Some times I get frustrated with the ridiculous amount of empathy I feel for people. I hid behind sarcasm and literal distance, preferring to deal with my own moods instead of constantly trying to navigate and appease others...and I cry in my car in my driveway at the end of shift. Empathy as a paramedic is useful, but I feel it can also be crippling. I have a hard time brushing off the patients we transport, especially those who die or we find dead. Some are worse than others and from some I have a much easier time distancing myself. Although I always feel sympathetic for the families, it is harder to feel sympathetic for the 40 yo F who strokes out due to constant cocaine use, leaving multiple children who are malnourished and barefoot to be picked up by other family members. It's hard to feel sympathetic for patients who abuse the 911 system on a regular basis. It's hard to feel sympathetic for the drunk who swerved out of control off the road and hit a tree-hitting a 5 year old child in the process. There are people I have picked up and I am absolutely amazed by how much they repulse me, I wonder how they could ever have let themselves get to the state they are in, and how they can continue when help-medical and mental- is offered to them free of charge and repeatedly. I get so angry at how selfish they are, what a burden to everyone else, and how they just don't seem to care. It's a helpless, frustrating, useless anger because there is literally nothing I can do, and I spend a lot of time in angry confused prayer trying to resolve my own pointless frustration with these people.
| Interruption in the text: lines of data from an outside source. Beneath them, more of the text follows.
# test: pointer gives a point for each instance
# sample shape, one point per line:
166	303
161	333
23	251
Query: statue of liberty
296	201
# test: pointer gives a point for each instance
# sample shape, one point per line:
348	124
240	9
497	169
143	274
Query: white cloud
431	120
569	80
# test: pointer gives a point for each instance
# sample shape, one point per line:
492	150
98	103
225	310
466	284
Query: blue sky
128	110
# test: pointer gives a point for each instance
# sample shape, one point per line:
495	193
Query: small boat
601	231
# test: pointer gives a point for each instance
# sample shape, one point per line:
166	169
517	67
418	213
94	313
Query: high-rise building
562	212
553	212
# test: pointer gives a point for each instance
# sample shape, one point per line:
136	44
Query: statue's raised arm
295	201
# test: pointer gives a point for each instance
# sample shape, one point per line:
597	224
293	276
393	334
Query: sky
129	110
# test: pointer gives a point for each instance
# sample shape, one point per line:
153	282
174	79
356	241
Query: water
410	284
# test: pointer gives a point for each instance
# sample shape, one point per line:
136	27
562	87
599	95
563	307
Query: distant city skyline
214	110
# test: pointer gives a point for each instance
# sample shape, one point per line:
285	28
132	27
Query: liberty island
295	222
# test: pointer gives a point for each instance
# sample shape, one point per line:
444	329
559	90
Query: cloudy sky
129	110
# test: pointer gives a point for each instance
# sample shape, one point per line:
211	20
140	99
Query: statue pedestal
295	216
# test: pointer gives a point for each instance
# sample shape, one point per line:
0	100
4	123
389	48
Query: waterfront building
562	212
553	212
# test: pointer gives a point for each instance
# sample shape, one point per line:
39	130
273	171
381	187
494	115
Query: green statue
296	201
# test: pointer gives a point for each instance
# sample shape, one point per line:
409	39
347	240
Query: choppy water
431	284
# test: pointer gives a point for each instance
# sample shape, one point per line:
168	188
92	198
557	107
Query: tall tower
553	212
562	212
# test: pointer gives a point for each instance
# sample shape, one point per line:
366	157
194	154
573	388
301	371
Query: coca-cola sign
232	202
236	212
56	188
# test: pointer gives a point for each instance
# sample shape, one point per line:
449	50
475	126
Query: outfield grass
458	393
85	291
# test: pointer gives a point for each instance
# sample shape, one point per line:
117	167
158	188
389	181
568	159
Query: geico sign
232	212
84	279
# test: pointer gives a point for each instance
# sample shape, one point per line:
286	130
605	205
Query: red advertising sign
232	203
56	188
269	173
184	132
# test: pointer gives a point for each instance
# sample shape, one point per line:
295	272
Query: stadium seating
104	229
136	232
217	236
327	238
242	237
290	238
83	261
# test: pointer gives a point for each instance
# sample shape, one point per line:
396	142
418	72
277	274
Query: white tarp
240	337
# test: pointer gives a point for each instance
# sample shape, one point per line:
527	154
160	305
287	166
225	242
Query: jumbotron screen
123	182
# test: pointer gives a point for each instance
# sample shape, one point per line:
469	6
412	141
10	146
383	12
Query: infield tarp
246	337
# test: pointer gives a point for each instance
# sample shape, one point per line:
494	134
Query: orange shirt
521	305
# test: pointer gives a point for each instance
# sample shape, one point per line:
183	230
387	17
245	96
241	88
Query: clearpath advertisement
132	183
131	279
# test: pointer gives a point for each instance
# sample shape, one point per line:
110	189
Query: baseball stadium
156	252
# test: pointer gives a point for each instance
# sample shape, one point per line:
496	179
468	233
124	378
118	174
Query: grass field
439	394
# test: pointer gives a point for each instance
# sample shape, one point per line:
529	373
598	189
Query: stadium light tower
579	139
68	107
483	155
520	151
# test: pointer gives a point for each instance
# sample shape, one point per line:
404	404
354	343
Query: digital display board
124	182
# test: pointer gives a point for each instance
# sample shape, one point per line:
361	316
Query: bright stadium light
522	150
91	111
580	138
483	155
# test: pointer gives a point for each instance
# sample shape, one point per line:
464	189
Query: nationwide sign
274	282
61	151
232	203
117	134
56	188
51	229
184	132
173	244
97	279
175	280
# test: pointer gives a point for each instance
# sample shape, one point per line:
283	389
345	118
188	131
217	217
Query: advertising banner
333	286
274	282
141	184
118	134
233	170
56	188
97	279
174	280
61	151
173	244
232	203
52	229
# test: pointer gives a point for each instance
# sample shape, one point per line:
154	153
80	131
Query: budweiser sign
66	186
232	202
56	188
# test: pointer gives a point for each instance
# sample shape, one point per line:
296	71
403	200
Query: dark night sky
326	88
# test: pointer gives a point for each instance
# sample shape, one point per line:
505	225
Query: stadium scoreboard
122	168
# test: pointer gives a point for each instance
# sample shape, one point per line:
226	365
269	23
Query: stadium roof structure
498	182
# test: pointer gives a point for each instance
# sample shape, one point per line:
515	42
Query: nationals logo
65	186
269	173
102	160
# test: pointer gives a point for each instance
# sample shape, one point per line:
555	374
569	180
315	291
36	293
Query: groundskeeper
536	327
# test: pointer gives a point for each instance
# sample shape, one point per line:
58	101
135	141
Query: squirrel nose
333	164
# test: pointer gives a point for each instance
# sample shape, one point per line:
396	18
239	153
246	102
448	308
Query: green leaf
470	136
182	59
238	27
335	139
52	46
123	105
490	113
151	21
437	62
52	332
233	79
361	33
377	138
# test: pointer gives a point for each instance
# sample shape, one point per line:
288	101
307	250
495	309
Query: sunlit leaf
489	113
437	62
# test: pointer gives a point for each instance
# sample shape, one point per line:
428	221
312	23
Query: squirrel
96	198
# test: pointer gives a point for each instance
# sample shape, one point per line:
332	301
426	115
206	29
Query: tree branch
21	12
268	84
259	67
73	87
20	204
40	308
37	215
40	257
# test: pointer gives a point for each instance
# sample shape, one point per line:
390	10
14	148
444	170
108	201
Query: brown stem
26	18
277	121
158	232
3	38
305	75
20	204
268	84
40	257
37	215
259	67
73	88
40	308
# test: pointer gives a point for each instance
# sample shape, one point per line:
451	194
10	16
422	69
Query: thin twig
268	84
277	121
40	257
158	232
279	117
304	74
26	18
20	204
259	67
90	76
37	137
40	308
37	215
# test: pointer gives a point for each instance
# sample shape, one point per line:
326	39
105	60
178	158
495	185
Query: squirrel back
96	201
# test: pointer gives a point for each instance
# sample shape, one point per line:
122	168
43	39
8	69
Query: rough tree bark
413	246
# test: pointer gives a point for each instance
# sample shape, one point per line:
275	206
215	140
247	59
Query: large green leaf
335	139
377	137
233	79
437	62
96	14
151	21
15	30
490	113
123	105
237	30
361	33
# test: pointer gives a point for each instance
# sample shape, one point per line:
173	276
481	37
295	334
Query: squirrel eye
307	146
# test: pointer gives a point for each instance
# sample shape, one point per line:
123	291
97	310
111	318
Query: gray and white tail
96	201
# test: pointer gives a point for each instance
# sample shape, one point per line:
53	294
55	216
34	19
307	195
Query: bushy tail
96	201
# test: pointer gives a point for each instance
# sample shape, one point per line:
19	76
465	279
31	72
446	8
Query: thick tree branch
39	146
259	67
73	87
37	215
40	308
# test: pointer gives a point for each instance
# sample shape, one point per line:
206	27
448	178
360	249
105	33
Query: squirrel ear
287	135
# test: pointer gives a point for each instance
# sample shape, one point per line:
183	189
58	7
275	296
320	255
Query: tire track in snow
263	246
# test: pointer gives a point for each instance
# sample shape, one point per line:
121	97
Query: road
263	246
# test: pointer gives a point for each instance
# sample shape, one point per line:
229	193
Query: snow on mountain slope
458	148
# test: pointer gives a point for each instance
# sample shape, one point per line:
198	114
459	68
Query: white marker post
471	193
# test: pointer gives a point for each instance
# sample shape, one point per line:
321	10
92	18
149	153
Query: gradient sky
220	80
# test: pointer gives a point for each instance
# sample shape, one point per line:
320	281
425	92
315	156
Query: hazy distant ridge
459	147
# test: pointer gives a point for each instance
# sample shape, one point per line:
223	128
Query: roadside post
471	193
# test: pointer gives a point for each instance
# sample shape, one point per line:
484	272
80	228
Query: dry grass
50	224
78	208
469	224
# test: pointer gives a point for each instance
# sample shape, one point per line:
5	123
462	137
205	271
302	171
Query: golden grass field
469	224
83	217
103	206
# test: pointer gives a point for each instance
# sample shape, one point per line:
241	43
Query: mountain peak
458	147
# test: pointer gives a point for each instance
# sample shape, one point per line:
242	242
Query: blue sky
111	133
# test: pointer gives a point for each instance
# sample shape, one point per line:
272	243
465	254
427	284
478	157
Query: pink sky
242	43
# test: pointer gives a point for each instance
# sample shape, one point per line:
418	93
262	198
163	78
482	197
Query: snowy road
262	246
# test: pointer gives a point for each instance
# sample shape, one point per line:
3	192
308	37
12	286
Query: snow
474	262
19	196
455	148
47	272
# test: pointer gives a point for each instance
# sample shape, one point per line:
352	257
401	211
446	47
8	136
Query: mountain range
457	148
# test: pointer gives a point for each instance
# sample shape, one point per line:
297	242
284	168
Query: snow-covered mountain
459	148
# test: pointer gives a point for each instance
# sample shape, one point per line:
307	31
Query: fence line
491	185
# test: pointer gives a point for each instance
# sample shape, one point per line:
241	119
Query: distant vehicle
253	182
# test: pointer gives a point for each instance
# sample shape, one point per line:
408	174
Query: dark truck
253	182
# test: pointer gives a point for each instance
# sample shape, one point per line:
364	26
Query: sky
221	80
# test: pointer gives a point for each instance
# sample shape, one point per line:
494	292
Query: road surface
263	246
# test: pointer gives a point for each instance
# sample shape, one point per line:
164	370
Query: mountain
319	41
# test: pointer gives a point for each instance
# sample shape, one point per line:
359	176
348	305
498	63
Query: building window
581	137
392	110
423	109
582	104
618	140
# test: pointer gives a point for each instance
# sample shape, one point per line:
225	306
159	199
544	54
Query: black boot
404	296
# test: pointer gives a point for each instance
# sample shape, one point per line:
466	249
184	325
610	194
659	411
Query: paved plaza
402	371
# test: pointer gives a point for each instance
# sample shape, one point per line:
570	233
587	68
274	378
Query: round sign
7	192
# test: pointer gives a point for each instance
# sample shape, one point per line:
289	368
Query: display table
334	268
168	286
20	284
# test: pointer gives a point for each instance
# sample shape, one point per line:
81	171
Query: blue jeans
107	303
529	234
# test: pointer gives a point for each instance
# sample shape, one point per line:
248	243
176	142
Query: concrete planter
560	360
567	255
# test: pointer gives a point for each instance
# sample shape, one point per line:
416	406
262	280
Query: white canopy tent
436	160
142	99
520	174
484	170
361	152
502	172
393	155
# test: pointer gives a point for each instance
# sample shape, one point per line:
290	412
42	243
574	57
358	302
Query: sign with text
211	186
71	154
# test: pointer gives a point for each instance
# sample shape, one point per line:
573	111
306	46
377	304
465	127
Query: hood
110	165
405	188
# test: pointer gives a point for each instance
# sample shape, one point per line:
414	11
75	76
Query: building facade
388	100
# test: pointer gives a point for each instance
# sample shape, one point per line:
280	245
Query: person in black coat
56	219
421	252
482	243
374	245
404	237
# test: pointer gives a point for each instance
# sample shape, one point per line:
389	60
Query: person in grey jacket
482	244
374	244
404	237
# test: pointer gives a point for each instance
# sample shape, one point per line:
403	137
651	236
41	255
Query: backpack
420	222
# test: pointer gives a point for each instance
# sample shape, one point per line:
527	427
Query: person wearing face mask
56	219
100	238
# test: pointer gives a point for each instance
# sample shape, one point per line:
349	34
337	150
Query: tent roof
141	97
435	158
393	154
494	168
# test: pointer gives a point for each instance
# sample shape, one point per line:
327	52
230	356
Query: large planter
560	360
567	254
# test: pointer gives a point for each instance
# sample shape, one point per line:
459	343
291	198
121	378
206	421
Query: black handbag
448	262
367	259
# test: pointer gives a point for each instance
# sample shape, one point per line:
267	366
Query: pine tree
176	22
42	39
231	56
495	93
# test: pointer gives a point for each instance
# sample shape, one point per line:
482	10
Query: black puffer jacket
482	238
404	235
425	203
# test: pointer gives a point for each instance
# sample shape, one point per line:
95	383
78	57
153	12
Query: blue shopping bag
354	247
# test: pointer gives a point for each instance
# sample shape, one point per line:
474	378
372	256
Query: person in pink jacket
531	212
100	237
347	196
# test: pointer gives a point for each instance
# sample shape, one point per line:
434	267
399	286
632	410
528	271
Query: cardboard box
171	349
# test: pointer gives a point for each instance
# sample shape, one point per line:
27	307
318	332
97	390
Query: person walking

A few nights ago I was reading in Romans, and I came upon one of the famous Awana Verses Chapter 5, vs. 8. "but God shows his love for us in that while we were still sinners, Christ died for us." It was the verses before this one though, that really made me stop to think. Starting in vs 6, "For while we were still weak, at the right time Christ died for the ungodly. For one will scarcely die for a righteous person-though perhaps for a good person one would dare even to die--but God shows his love for us in that while we were still sinners, Christ died for us." I thought of all those crackaddicts and chronic alcoholics, abusive moms, abusive spouses-some I know by name-those people we pick up that are so extremely disgusting, and realized that to God THAT was us. I know it's been taught and preached (praught?) a bazillion times, but for me it was an eye opener, and some how, I don't feel quite as angry at all those miserable, selfish people I transport. My anger dissappeared, I was abashed, ashamed, and extremely grateful. Now, I still get frustrated with some patients, but these verses bring me up short. I may not understand God's purpose, I may not be able to help those that many in this system deem "worthless", and feeling anger at the harm they inflict on others is ok, but if God can love me when I was that absolutely foul and revolting-riddled with sin, then I have absolutely no room to hate these other humans. I may not be at the point yet where I can love them, I may not be at the point where I would die for them, but I can at least keep my temper in check because ultimately it's between them and God, and I have no right to be self righteous.

Just some thoughts that have kept bouncing around in my head. I've gotta keep working on seperating the sin from the sinner...

1 comment:

  1. I can't believe I missed this entry. What a real-world way of seeing those verses. Good stuff.